Critiques

Squid

Bright Green Field

  • Warp Records
  • 2021
  • 55 minutes
8,5
Le meilleur de lca

Depuis au moins deux décennies, de nombreux observateurs et journalistes musicaux prophétisent sur la mort du rock. Envers et contre tous, le genre survit et poursuit sa route dans un certain anonymat… pour le plus grand plaisir des défricheurs et explorateurs qui prennent un malin plaisir à rappeler aux « prophètes » que le rock, malgré son déficit de popularité, se porte assez bien. La déferlante de post-punk britannique en est la preuve flagrante.

Après l’adoption du Brexit, une cohorte de jeunes musiciens anglais ont emprunté le ton et les sonorités abrasives du punk-rock contestataire de la fin des années 70 afin d’engager un combat contre une certaine forme de conservatisme. De Idles à Fontaines DC, en passant par Black Country, New Road et Black Midi, tous ont branché les guitares, mais en injectant une bonne dose d’originalité à leurs démarches respectives.

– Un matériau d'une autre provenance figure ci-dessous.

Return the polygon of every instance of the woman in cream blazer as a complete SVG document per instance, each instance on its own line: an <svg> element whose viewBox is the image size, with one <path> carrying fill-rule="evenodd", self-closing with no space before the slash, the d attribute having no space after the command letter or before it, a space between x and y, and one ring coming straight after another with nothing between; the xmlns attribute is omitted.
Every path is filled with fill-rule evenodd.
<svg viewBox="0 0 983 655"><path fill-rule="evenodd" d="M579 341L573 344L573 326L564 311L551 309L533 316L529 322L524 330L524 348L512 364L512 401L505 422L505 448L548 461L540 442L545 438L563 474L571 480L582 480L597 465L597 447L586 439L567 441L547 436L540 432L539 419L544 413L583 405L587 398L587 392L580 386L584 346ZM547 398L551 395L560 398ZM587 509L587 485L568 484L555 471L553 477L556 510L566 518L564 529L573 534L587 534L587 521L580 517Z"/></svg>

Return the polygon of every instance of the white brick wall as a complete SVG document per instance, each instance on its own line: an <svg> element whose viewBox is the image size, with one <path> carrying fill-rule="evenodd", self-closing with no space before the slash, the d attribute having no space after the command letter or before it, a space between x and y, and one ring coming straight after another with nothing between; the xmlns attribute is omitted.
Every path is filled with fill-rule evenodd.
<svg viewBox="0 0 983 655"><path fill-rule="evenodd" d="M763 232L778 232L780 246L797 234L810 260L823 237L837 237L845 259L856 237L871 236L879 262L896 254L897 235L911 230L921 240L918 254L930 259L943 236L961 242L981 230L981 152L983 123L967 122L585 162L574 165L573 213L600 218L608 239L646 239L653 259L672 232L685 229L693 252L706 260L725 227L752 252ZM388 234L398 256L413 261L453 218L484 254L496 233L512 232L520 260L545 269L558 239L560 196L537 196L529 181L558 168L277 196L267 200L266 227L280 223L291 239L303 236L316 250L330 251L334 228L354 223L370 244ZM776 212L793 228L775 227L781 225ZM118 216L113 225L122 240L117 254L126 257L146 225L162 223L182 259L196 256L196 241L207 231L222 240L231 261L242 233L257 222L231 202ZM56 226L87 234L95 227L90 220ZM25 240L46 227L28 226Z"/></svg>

Originaire de Brighton, mais aujourd’hui résidente de Londres, la formation Squid – un sous-marin britannique de la Seconde Guerre Mondiale – lançait la semaine dernière son premier long format : Bright Green Field. Contrairement au titre de l’album évoquant les plaines éternelles de la campagne anglaise, la musique du quintette menée par Ollie Judge est tortueuse et labyrinthique. Enregistré tout au long de cette pénible année 2020, le groupe a confié la réalisation à celui qui a supervisé un large éventail de créations post-punks au cours des dernières années : Dan Carey (Fontaines DC, Black Midi, Black Country, New Road).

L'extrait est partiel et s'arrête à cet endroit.